Шесть минут в Небесном Царствии
Хотя дядя Вася и не просил рассказ держать в секрете, я не решалась его кому-то передать. Чувствовала: не надо, в душевном порыве человек об этом поведал.
Теперь рассказать можно.
— Я ведь уже раз умирал, — начал дядя Вася. — Пошел на работу и упал: сердце. Забрала меня «скорая». В машине я умер. Всего шесть минут мертвый-то был, а по Царству Небесному вроде как полдня ходил. Долго. Сначала очутился в темноте, а сверху спускается большущий прозрачный шар. Открылся, я захожу. И полетел в шаре, а как вышел, вижу: дедушка в пиджаке стоит. Обыкновенный такой пиджачишко, не новый уж. А старичок благообразный, с бородкой.
— Ты, дедушка, кто?
Он мне:
— Апостол Петр.
— Да ну! Разве такой апостол Петр? Чего ж ты тогда в пиджаке?
— Все меняется, — говорит. — Вот и я одет по-другому. Не по моде, конечно, а чтоб вам, кто с земли-то приходит, привычней было.
— Куда, — спрашиваю, — мне: в рай или преисподнюю?
— Тебе за то, что ты людям помогаешь, отпуск положен. Возвращайся назад, придешь в свое время.
Я, конечно, обрадовался. Но попросил апостола Петра, чтобы он показал мне, что здесь да как, если можно, конечно. Он согласился.
— Пойдем, — говорит, — я тебе ад покажу. Только в самое пекло тебе не положено, покажу самую слабую муку, которую люди за грехи принимают.
Вошли мы в одну комнату. Стоны в ней. А на стенах люди на железных крюках за язык подвешены. Это, дедушка объяснил, за сквернословие.
Гляжу, один мужик наш, с поселка. В прошлом году помер. Меня увидел — обрадовался. Скажи, говорит, моей жене: пусть за меня молится почаще. Мне за это здесь послабление будет.
Потом пошли рай глядеть. Апостол разрешил только заглянуть в двери большие. Вижу: стоят столы длинные, а вокруг розы цветут. Или не розы, а какие-то другие цветы и деревья. Красота — глаз не отвесть. А запах от цветов-то! И передать нельзя какой! У нас тут таких нет. Потом райские пришли, за столы сели — видно, обедать.
— Ну, тебе пора, — поторопил апостол Петр.
Опять в шаре полетел. Вышел, глаза открываю: люди надо мной склонились. Врачи.
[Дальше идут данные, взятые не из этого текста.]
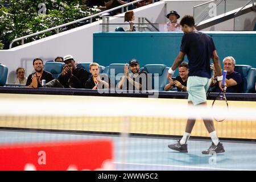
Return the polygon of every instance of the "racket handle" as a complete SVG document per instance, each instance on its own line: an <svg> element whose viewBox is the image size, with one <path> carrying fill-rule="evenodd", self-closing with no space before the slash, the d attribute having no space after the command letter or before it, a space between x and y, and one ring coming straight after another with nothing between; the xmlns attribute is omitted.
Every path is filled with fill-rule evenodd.
<svg viewBox="0 0 256 182"><path fill-rule="evenodd" d="M225 81L226 80L226 71L223 71L223 77L222 77L222 82L221 82L221 86L222 88L224 87Z"/></svg>

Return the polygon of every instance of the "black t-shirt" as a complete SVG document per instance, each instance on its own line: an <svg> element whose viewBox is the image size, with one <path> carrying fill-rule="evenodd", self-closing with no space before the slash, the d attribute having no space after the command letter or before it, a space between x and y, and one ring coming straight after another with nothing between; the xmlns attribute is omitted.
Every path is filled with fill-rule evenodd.
<svg viewBox="0 0 256 182"><path fill-rule="evenodd" d="M210 78L210 59L214 50L213 40L209 35L199 31L184 34L180 51L188 56L188 76Z"/></svg>
<svg viewBox="0 0 256 182"><path fill-rule="evenodd" d="M26 83L26 86L28 86L31 84L32 82L32 75L35 74L35 73L33 73L32 74L30 74L28 76L28 77L27 80L27 82ZM40 81L39 82L39 84L38 84L38 87L42 87L42 80L46 80L46 84L48 83L49 81L52 81L54 79L53 76L51 73L49 73L48 72L47 72L44 70L43 71L43 73L40 78Z"/></svg>
<svg viewBox="0 0 256 182"><path fill-rule="evenodd" d="M183 80L182 78L180 77L180 76L177 76L176 77L175 80L178 81L179 82L180 82L180 84L181 84L182 85L184 85L184 86L187 86L187 81L188 81L188 79L187 79L186 81L183 81ZM175 88L175 87L176 87L176 86L175 86L175 85L173 85L173 87ZM184 92L184 91L181 89L181 88L179 88L179 87L177 87L177 90L178 92Z"/></svg>
<svg viewBox="0 0 256 182"><path fill-rule="evenodd" d="M60 75L57 80L64 88L74 88L81 89L88 80L88 73L82 68L76 68L73 71L73 76L70 77L69 75L63 76Z"/></svg>
<svg viewBox="0 0 256 182"><path fill-rule="evenodd" d="M230 78L233 79L237 83L236 85L229 86L226 88L226 92L227 93L241 93L241 83L242 83L242 76L238 72L233 72L232 73L226 75L226 78L229 80ZM215 89L213 90L214 92L220 92L220 89L218 86L218 84L217 83L214 85L216 86Z"/></svg>
<svg viewBox="0 0 256 182"><path fill-rule="evenodd" d="M139 89L139 90L148 90L148 76L147 73L144 71L142 71L139 72L137 77L135 76L135 74L132 75L132 77L131 77L133 80L137 82L139 82L142 85L142 87ZM135 89L135 86L130 83L127 78L125 79L125 82L123 83L123 87L122 89L127 90L137 90L138 89Z"/></svg>

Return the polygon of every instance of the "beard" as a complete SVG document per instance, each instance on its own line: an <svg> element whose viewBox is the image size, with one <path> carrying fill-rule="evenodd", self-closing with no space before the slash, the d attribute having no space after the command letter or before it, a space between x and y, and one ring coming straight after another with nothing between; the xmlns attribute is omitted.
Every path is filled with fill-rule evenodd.
<svg viewBox="0 0 256 182"><path fill-rule="evenodd" d="M43 71L43 67L37 67L35 68L35 70L37 72L41 72Z"/></svg>

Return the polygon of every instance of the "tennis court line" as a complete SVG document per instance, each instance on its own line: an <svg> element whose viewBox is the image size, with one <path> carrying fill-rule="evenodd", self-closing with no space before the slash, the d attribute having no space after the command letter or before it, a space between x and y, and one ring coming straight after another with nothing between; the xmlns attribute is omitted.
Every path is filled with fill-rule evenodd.
<svg viewBox="0 0 256 182"><path fill-rule="evenodd" d="M114 162L114 164L128 164L128 165L134 165L134 166L164 166L164 167L179 167L179 168L195 168L195 169L215 169L215 170L224 170L224 171L255 171L253 169L229 169L229 168L212 168L212 167L198 167L198 166L177 166L177 165L167 165L167 164L138 164L138 163L121 163Z"/></svg>

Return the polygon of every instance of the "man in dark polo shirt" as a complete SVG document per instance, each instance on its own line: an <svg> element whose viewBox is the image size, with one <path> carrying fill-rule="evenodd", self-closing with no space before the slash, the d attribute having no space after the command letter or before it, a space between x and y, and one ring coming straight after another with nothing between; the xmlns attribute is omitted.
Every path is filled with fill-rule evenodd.
<svg viewBox="0 0 256 182"><path fill-rule="evenodd" d="M36 58L33 60L33 67L35 72L30 74L27 80L26 86L27 87L42 87L42 80L45 80L47 83L54 79L51 73L44 70L44 64L43 60Z"/></svg>
<svg viewBox="0 0 256 182"><path fill-rule="evenodd" d="M131 74L129 74L129 68ZM127 90L147 90L147 73L139 71L139 64L135 59L131 59L129 66L125 64L123 76L118 84L118 88Z"/></svg>
<svg viewBox="0 0 256 182"><path fill-rule="evenodd" d="M228 56L223 59L223 67L226 71L226 83L228 93L240 93L241 91L242 76L238 72L234 71L236 67L236 60L232 56ZM220 92L221 89L217 86L216 72L213 64L211 65L211 68L213 71L213 76L211 78L210 86L215 86L213 92Z"/></svg>

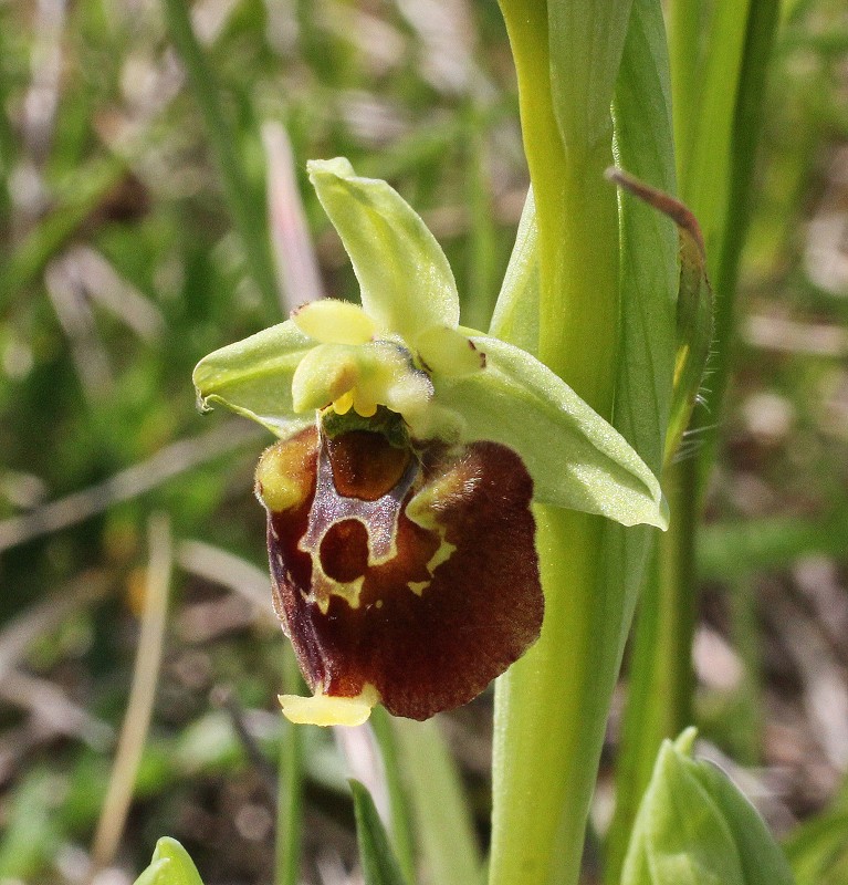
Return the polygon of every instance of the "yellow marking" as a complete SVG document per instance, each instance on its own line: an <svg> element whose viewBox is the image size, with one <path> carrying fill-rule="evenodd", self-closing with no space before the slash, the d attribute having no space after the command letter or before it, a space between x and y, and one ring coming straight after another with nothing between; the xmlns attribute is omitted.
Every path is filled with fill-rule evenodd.
<svg viewBox="0 0 848 885"><path fill-rule="evenodd" d="M310 726L360 726L371 715L371 708L379 704L377 689L365 684L355 698L332 697L322 691L311 698L299 695L278 695L283 716L296 725Z"/></svg>
<svg viewBox="0 0 848 885"><path fill-rule="evenodd" d="M293 311L292 322L324 344L365 344L377 332L377 324L358 304L331 298Z"/></svg>
<svg viewBox="0 0 848 885"><path fill-rule="evenodd" d="M348 391L346 394L342 394L338 399L333 402L333 410L336 415L346 415L350 407L354 404L354 395Z"/></svg>

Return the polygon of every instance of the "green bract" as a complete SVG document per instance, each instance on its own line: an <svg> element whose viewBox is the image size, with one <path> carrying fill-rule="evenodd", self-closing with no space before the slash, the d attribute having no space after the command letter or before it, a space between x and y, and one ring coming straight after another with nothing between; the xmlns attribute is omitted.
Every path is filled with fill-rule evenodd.
<svg viewBox="0 0 848 885"><path fill-rule="evenodd" d="M621 885L792 885L763 819L722 771L692 759L693 741L688 729L663 742Z"/></svg>
<svg viewBox="0 0 848 885"><path fill-rule="evenodd" d="M136 879L135 885L203 885L191 857L176 839L163 836L149 866Z"/></svg>
<svg viewBox="0 0 848 885"><path fill-rule="evenodd" d="M525 351L459 326L450 266L412 208L346 159L308 170L363 306L308 304L210 354L193 375L201 406L221 403L281 438L314 424L315 409L367 417L386 406L413 440L513 449L540 502L664 529L659 483L617 430Z"/></svg>

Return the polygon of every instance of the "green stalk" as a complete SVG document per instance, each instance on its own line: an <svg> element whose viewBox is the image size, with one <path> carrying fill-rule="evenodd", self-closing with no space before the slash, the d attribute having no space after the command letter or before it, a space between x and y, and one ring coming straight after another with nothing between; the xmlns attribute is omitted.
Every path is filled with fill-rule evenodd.
<svg viewBox="0 0 848 885"><path fill-rule="evenodd" d="M398 866L407 882L416 879L415 844L409 809L404 793L398 741L392 729L391 717L384 707L371 711L371 729L380 750L386 772L386 791L389 794L389 833Z"/></svg>
<svg viewBox="0 0 848 885"><path fill-rule="evenodd" d="M164 0L164 4L171 40L186 65L191 90L200 107L220 173L224 201L244 249L248 272L266 303L276 309L281 293L276 287L264 207L251 199L250 183L235 150L237 134L221 107L217 77L195 35L187 0Z"/></svg>
<svg viewBox="0 0 848 885"><path fill-rule="evenodd" d="M287 643L286 643L287 646ZM297 660L291 646L283 656L283 686L286 693L303 687ZM280 735L276 784L276 839L274 852L274 885L297 885L301 868L301 834L303 831L303 728L292 725L280 714L283 723Z"/></svg>
<svg viewBox="0 0 848 885"><path fill-rule="evenodd" d="M501 8L536 198L538 355L610 417L619 230L603 173L613 159L609 105L630 3L502 0ZM538 507L535 514L545 622L495 690L491 885L578 879L635 593L619 572L624 532L584 513Z"/></svg>
<svg viewBox="0 0 848 885"><path fill-rule="evenodd" d="M692 721L691 647L697 620L695 541L701 494L714 454L714 426L726 384L733 292L762 93L777 22L776 0L755 2L750 8L723 0L715 9L711 42L702 61L698 34L691 31L692 23L700 21L700 0L676 0L670 9L669 35L683 199L699 216L708 241L718 294L716 341L710 361L710 389L705 392L709 405L697 414L699 457L671 465L663 477L672 521L649 572L635 628L616 773L616 814L607 847L607 885L618 882L636 810L660 743ZM693 80L698 71L705 77L703 102Z"/></svg>

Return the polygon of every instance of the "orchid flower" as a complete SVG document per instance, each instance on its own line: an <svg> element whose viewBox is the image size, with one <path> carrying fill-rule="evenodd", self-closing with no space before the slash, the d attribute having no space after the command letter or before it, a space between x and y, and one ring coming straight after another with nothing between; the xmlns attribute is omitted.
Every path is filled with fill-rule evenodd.
<svg viewBox="0 0 848 885"><path fill-rule="evenodd" d="M413 719L464 704L535 642L531 501L664 529L657 479L528 353L459 324L412 208L343 158L308 164L362 306L325 299L201 360L201 408L279 437L255 490L273 598L314 696L293 721Z"/></svg>

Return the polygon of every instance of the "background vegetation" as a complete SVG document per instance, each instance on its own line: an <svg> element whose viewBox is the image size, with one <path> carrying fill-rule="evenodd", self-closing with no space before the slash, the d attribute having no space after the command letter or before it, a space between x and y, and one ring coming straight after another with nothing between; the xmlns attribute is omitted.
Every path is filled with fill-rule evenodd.
<svg viewBox="0 0 848 885"><path fill-rule="evenodd" d="M316 288L356 296L307 158L346 155L423 214L474 326L526 191L493 0L202 0L211 71L192 66L179 7L0 4L0 881L85 882L93 855L101 882L132 882L164 833L207 885L269 879L285 656L251 493L266 440L198 415L191 368ZM834 885L848 876L847 50L839 0L784 4L693 649L708 751L791 840L799 881L824 881L826 856ZM125 733L147 737L128 808L127 709ZM481 844L490 709L484 696L439 722ZM346 882L345 777L378 781L374 752L358 731L303 735L302 875ZM614 716L609 760L615 746ZM597 839L610 791L605 769Z"/></svg>

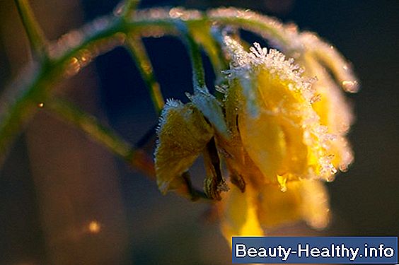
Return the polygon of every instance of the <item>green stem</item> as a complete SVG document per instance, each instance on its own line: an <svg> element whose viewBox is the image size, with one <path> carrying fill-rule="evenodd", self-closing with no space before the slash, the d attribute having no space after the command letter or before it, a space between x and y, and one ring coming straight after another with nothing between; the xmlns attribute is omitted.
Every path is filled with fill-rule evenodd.
<svg viewBox="0 0 399 265"><path fill-rule="evenodd" d="M28 35L34 57L38 59L47 57L47 40L36 20L28 0L15 0L18 12Z"/></svg>
<svg viewBox="0 0 399 265"><path fill-rule="evenodd" d="M26 0L23 0L26 1ZM22 3L22 2L21 2ZM25 10L25 9L24 9ZM186 11L185 11L186 12ZM189 11L187 11L189 12ZM217 12L216 10L211 11L209 13ZM29 13L29 11L28 12ZM91 53L92 59L101 53L106 52L117 46L124 44L123 40L127 34L144 35L146 36L158 36L162 34L175 34L176 18L169 16L169 11L165 10L164 16L159 16L162 11L158 11L151 15L151 11L138 11L132 18L120 19L115 16L101 18L93 21L91 24L86 25L81 32L83 38L81 41L75 42L72 45L65 45L64 43L56 43L49 47L48 50L54 51L57 56L52 56L47 62L39 61L25 73L18 80L7 88L0 99L0 164L4 161L11 142L18 135L24 126L37 112L37 104L45 102L51 97L52 90L55 83L61 80L70 77L77 73L77 71L69 73L69 66L71 64L78 63L78 69L81 69L87 64L81 64L80 59L82 54L88 51ZM26 16L25 16L26 17ZM30 18L33 18L30 16ZM27 20L27 21L32 21ZM260 20L252 21L250 16L248 18L236 18L231 16L210 16L207 18L202 16L190 16L185 18L185 22L191 24L205 25L209 23L219 23L221 24L230 23L237 26L259 27L267 32L269 30L272 36L277 36L278 30L272 26L265 26L264 23ZM32 25L29 23L27 25ZM102 26L100 26L102 25ZM40 28L33 28L36 30ZM30 30L30 33L36 33L33 35L39 36L38 31ZM281 31L279 39L284 39L284 33ZM41 47L35 37L35 45ZM194 42L192 38L189 41ZM196 45L196 43L194 42ZM72 45L70 47L70 45ZM68 48L65 48L65 47ZM199 52L197 53L198 54ZM196 55L197 56L197 55ZM194 68L196 71L196 82L199 88L204 87L203 70L202 63L199 63L198 57L195 59Z"/></svg>
<svg viewBox="0 0 399 265"><path fill-rule="evenodd" d="M131 18L139 3L140 0L126 0L123 6L122 16L126 19Z"/></svg>
<svg viewBox="0 0 399 265"><path fill-rule="evenodd" d="M190 34L188 28L183 21L178 20L176 25L177 28L180 29L191 59L194 91L208 91L205 83L205 73L204 71L204 66L202 65L200 46Z"/></svg>
<svg viewBox="0 0 399 265"><path fill-rule="evenodd" d="M155 175L151 158L143 151L134 148L113 129L100 123L95 117L60 99L53 99L45 105L45 107L84 131L90 139L105 147L128 164L149 177L154 177Z"/></svg>
<svg viewBox="0 0 399 265"><path fill-rule="evenodd" d="M159 84L154 74L154 69L146 52L146 48L139 36L135 36L132 34L128 35L126 43L126 46L149 90L155 111L157 114L159 114L163 108L165 100L162 96Z"/></svg>

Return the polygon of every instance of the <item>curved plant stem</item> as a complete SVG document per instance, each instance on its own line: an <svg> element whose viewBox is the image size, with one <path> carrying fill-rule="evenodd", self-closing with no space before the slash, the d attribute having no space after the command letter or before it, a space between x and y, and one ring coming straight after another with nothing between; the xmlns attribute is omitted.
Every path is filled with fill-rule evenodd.
<svg viewBox="0 0 399 265"><path fill-rule="evenodd" d="M149 90L155 111L157 114L159 114L165 105L165 100L162 96L159 84L154 74L154 70L146 52L146 48L139 36L134 36L132 34L128 35L126 42L126 46L136 62L136 65Z"/></svg>
<svg viewBox="0 0 399 265"><path fill-rule="evenodd" d="M129 165L132 165L146 175L154 177L152 158L131 146L113 129L100 123L95 117L60 99L53 99L46 105L46 108L84 131L90 139L105 147Z"/></svg>
<svg viewBox="0 0 399 265"><path fill-rule="evenodd" d="M15 0L16 6L22 23L28 35L33 56L39 60L45 59L47 54L47 40L36 20L28 0Z"/></svg>

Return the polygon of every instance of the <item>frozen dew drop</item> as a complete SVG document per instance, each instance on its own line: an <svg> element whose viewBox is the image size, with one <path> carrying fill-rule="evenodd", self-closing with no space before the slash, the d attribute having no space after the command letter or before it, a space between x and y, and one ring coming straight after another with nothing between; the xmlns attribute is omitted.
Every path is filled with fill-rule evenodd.
<svg viewBox="0 0 399 265"><path fill-rule="evenodd" d="M280 187L280 191L282 192L285 192L287 190L287 177L277 175L277 182L279 182L279 185Z"/></svg>
<svg viewBox="0 0 399 265"><path fill-rule="evenodd" d="M356 92L359 86L359 83L357 81L344 81L342 83L342 87L345 91L349 92Z"/></svg>
<svg viewBox="0 0 399 265"><path fill-rule="evenodd" d="M92 220L88 224L88 231L92 234L98 234L101 230L100 223L96 220Z"/></svg>

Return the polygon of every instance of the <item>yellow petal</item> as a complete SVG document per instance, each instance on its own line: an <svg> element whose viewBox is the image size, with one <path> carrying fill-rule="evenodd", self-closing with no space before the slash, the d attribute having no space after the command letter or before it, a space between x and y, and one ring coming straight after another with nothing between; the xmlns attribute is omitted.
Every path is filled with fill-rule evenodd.
<svg viewBox="0 0 399 265"><path fill-rule="evenodd" d="M301 220L319 229L328 224L328 195L319 180L289 182L286 192L282 192L276 185L265 185L260 192L258 216L265 228L273 228Z"/></svg>
<svg viewBox="0 0 399 265"><path fill-rule="evenodd" d="M263 230L258 220L254 191L248 187L245 193L235 186L224 198L221 231L231 247L233 236L262 236Z"/></svg>

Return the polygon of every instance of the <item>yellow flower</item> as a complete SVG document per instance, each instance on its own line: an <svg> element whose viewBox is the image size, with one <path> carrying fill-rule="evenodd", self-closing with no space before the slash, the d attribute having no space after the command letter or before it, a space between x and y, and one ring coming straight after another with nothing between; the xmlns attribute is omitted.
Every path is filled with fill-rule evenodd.
<svg viewBox="0 0 399 265"><path fill-rule="evenodd" d="M202 154L204 190L221 199L228 241L300 220L325 227L330 212L322 182L352 161L345 139L352 116L343 95L310 52L299 59L305 74L277 50L255 43L248 52L228 36L223 45L231 62L224 100L203 90L189 96L191 102L169 100L163 110L155 153L160 189L192 198L183 176Z"/></svg>

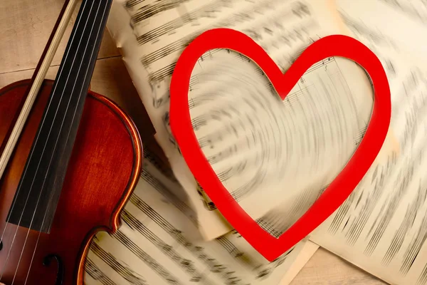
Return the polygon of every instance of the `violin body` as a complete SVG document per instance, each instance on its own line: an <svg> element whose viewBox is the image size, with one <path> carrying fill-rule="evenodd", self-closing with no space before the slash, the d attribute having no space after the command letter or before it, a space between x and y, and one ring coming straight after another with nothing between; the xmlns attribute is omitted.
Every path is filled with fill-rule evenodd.
<svg viewBox="0 0 427 285"><path fill-rule="evenodd" d="M0 145L8 139L30 83L0 90ZM94 235L117 229L120 210L141 171L142 150L135 125L110 100L89 91L50 232L6 224L53 84L43 81L0 181L0 283L6 285L83 284Z"/></svg>

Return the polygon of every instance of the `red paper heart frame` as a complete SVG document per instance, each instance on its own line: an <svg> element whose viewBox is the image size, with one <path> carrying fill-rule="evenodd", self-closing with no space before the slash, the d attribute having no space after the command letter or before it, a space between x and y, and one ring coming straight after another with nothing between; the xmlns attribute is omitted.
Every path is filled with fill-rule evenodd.
<svg viewBox="0 0 427 285"><path fill-rule="evenodd" d="M331 56L355 61L369 73L374 85L372 115L357 150L307 212L278 239L260 227L233 199L209 165L194 134L188 103L190 77L200 56L214 48L233 50L251 58L264 71L282 99L309 68ZM265 51L244 33L228 28L207 31L196 38L179 57L172 75L170 96L172 134L194 177L231 226L270 261L305 237L349 197L381 148L391 115L390 89L381 62L359 41L339 35L329 36L311 44L283 74Z"/></svg>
— Ты, говорят, в рубашке родился.
Теперь дяди Васи нет. Недавно схоронили. Светлый был человек, светлая память о нем осталась. Долгий отпуск получился у Василия Алексеевича — почти двадцать лет.
Может, кто-то и не поверит рассказу дедушки-костоправа. Я верю… Потому что все мы, с самого появления на свет, идем по одной‑единственной дороге — к Богу. А вот «придорожные пейзажи» у каждого свои. И на земле, и на небесах.
Надежда АЛЕКСЕЕВА.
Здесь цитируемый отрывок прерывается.